Concerns about the relatively large amount of resources IBM commits to Eclipse projects are not new, said Milinkovich.

"It's a very mature, very complex code base," he said. "From a purely technical point of view, it's tough to get into it. Also, the development team from IBM has been working together for years, full time on this project. So you've got an extremely competent team with high standards and expectations of one other, and a complex and mature code base. Those two things together make it hard to get in."

Milinkovich added that "E4 gives us the opportunity to get off to a new start because it will be new code. It's an opportunity to get greater diversity into the community."

"It's actually very hard to get involved in that code base, and we really don't have enough community participation," Wilson said. "There's a lot of preexisting code written by a small team. We've gotten to the point now where that code has gotten baroque, and it's very difficult to surgically modify the code."

The PMC is planning to have a working concept prototype for next year's EclipseCon, Wilson said.

At this point, e4 is little more than a community gathering point where early code changes and ideas can be tracked. Current goals for the project include improvements to scripting, new tools to help Java programmers build plug-ins, an improved separation between the interface and data through a DOM, and possibly a scripting engine and support for Cascading Style Sheets. Plans also include a well-described set of services delivered using a RESTful architecture.

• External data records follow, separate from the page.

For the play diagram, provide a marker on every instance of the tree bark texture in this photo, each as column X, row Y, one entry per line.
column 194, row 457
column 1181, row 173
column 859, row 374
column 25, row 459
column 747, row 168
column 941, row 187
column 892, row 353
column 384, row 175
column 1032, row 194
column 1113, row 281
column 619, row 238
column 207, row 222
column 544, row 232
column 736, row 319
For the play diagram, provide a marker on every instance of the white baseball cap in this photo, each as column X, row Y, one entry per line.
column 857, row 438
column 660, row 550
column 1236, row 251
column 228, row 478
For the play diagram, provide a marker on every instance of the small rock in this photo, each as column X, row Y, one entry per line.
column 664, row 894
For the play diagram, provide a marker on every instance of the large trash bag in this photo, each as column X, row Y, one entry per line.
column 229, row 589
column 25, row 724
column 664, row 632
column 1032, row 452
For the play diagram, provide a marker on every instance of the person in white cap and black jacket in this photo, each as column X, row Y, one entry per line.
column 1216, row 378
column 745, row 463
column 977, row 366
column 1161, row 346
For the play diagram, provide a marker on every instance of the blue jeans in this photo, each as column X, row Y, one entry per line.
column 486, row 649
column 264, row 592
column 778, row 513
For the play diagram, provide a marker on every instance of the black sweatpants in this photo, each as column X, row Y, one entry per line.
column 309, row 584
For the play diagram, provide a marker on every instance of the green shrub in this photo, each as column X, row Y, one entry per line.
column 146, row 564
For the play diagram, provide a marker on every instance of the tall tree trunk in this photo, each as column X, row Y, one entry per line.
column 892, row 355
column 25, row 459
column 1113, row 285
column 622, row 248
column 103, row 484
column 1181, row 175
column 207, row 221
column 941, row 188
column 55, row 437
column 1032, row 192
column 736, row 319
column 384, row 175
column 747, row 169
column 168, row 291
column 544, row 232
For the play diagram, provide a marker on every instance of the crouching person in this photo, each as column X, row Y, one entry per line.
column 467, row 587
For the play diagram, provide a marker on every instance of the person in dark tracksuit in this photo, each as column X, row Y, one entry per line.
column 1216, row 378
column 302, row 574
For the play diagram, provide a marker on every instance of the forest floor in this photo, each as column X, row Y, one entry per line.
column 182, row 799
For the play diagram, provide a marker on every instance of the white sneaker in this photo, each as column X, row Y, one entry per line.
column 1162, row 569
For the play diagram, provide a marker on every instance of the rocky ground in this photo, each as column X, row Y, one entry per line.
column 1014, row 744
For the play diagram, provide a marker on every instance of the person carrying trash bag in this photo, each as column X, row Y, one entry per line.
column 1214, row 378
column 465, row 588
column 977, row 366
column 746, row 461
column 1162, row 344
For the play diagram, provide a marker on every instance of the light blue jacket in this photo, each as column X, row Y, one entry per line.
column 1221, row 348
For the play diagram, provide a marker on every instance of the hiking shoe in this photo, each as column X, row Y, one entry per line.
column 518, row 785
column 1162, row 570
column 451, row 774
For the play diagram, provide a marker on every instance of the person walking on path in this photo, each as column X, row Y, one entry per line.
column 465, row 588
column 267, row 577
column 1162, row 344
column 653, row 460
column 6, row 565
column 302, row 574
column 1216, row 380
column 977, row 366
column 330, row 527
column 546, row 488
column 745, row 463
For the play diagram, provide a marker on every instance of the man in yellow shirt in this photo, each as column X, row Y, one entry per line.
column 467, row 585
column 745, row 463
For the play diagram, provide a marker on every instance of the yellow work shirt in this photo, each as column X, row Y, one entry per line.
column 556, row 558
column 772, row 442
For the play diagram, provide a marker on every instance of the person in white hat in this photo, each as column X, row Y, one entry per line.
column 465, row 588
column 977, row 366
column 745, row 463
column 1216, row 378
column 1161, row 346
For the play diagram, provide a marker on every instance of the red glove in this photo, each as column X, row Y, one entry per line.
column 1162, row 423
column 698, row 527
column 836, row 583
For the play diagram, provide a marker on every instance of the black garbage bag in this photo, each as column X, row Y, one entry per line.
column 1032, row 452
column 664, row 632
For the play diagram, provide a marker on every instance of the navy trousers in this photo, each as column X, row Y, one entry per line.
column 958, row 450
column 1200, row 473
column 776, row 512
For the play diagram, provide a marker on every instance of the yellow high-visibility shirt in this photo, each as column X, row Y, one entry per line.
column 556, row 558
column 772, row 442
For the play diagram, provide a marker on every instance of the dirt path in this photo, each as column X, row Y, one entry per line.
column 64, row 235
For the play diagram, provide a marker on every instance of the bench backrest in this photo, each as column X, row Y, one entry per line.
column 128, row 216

With all of the buzz around e4, Steve Northover sought to allay fears about support for the 3.x versions (particularly 3.4, Ganymede). He said that they would not be abandoned, and in fact, development would continue for about five more years, with many of the features developed for version 4.0 appearing in 3.x releases.

About the Author

John K. Waters is a freelance journalist and author based in Mountain View, CA.